Kim Suho içgüdüsel olarak kılıcını tutarken mırıldandı. Bu tür bir gelişmeye aşinaydı.
“Ah, evet, merhaba. Sanırım siz ikiniz beni kurtarmak için buradasınız.”
Park Hanho sonunda konuştu.
Umursamaz cevabında en ufak bir duygu belirtisi yoktu.
Yun Seung-Ah’ın aklından belli bir önsezi geçti. Şüphelerini bastırmaya çalışarak konuştu.
“Evet. Seni kurtarmak için buradayız, Kıdemli.

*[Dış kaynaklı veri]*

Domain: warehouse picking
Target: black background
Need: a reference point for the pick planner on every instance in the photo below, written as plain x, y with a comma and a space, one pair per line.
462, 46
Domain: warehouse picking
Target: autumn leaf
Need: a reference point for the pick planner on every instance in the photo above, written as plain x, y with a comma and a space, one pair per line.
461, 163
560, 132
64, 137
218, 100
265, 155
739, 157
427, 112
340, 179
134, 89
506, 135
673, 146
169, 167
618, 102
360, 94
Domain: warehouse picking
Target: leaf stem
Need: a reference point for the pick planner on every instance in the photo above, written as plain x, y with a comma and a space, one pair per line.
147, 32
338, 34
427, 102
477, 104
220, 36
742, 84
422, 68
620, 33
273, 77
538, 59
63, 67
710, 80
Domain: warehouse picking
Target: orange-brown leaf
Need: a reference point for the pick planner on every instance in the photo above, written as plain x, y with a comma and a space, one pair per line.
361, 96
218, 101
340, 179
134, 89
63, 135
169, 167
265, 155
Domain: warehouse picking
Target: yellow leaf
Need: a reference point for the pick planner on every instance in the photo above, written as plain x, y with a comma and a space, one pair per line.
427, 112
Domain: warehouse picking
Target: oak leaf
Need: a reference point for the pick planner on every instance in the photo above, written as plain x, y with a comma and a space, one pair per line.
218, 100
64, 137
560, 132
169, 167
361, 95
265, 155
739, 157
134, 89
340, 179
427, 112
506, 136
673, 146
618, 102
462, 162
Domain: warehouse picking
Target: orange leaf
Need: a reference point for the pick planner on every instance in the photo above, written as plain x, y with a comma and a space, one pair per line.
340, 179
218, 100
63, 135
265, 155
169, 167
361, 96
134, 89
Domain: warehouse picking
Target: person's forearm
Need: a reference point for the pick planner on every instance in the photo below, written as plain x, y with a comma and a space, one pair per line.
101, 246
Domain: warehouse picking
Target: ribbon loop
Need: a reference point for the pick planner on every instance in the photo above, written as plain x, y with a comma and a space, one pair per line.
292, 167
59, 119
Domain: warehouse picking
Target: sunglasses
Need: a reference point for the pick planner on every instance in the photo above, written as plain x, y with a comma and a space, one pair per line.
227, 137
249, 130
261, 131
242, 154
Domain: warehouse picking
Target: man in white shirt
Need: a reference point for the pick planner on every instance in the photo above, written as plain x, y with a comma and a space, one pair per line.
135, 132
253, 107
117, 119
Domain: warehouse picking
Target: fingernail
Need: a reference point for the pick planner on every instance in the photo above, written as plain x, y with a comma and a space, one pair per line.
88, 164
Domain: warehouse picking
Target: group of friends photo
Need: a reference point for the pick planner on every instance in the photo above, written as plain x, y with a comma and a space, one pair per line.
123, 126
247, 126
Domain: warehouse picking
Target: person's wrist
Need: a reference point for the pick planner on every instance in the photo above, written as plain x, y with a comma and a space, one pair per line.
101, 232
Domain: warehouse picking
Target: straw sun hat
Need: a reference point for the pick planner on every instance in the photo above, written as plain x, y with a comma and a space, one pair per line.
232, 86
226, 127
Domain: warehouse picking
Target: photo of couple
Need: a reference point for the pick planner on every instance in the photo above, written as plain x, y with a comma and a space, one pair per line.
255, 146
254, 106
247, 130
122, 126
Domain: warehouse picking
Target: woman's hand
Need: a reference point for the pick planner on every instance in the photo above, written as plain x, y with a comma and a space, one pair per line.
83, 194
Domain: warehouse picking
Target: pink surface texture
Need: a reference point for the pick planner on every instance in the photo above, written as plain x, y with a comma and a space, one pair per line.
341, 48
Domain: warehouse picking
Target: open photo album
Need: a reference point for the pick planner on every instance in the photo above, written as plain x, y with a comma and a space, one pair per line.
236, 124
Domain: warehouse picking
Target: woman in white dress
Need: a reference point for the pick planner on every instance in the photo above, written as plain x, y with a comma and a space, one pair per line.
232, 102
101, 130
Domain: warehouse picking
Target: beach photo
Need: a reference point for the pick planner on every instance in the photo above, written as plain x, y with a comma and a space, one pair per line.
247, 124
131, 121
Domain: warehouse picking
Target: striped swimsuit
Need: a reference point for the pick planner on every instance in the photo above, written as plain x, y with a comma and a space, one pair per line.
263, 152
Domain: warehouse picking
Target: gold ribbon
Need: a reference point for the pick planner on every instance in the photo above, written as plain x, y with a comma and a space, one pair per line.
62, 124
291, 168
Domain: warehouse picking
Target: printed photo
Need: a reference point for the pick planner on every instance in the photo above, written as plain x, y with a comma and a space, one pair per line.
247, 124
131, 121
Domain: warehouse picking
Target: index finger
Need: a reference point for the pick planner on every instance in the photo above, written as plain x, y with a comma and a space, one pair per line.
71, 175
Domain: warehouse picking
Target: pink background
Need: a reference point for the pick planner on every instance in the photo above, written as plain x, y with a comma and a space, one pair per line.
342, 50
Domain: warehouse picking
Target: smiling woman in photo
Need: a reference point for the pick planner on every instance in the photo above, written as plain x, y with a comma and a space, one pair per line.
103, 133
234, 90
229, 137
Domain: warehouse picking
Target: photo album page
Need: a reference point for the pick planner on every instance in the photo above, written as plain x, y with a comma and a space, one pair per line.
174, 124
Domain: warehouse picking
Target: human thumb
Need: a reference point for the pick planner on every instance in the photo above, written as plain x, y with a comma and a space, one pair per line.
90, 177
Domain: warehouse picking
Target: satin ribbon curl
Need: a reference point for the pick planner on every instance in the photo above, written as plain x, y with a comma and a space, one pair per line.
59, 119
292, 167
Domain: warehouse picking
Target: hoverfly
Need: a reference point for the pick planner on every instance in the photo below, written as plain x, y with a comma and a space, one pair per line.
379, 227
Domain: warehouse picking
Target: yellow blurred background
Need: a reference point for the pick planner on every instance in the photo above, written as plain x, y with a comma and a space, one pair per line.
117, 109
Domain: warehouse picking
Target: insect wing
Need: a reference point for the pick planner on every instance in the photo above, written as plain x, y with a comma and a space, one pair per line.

Biliyorsun, geçen sefer beni nasıl kurtardığın gibi.
“Hm. Anlıyorum.”
Park Hanho başını salladı.
Ancak aniden, vücudunun etrafında metal renkli büyü gücü parladı.
“Ama… Gerçekten buna ihtiyacın yoktu.”
Park Hanho’nun büyü gücü dünyanın en sağlamıydı. Çok nadir görülen ‘kırılmaz’ özelliğine sahipti. Müttefiklerini korumak için her zaman ön saflarda yer alan
Park Hanho, başkalarının saygı duyduğu ve güvendiği bir Kahramandı.
“… Suho, kılıcını çıkar.”
Ama şu anda Park Hanho’da farklı bir şey vardı.
Onda bir şeyler değişmişti.
Yun Seung-Ah dişlerini sıktı ve kılıcını çekti.
“Burada mutluyum.”
‘ Park Hanho fısıldadı.
Guooooo…
Aniden, yeraltı hapishanesinin tavanından büyük bir gümbürtü indi.